Data from game analytics is used to obtain specific information about what a player wants, predicting game issues, consultations, and time.
New game concepts, news stories, and machines are built using previously acquired data.
The gaming industry makes full use of data analytics. Technology, finance, game, marketing, strategy, just say the domain of statistics and you will find it works with the revenue in the gaming industry.
Most of the popular games in the industry are the ‘open-world’ games which allow the player to interact with the environment.
But this universe-creation takes a lot of time to be perfect and consists of repetitive and small tasks.
With the help of Machine Learning, the time taken by the process has reduced manifold and the developers can utilize the time saved in more creative processes.
Generally, the Non-Playable Characters have to be hard-encoded in the sense that they are scripted characters which respond to
fixed situations with a fixed set actions. With the incorporation of Machine Learning, these characters can adapt according to the environment
and the player’s game-style.
For example, in the game Metal Gear Solid 5: The Phantom Pain produced by Kojima Productions, if a player continuously uses the technique of headshots in the game, the characters adapt to it by starting to “wear” helmets to prevent getting hit on the head.

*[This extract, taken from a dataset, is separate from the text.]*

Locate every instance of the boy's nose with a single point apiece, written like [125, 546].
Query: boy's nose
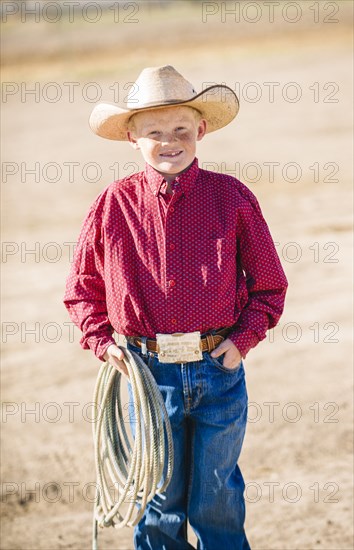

Typical open-world games require the player to interact with its environments and “fellow-men” to complete the objectives.
With the rise of Natural Language Processing, the player can interact with other characters in a more realistic manner.
For example, in Rockstar Games’ Red Dead Redemption 2, one has to maintain the ‘honor’ level of our character and the other in-game characters interact with the player according to this rating.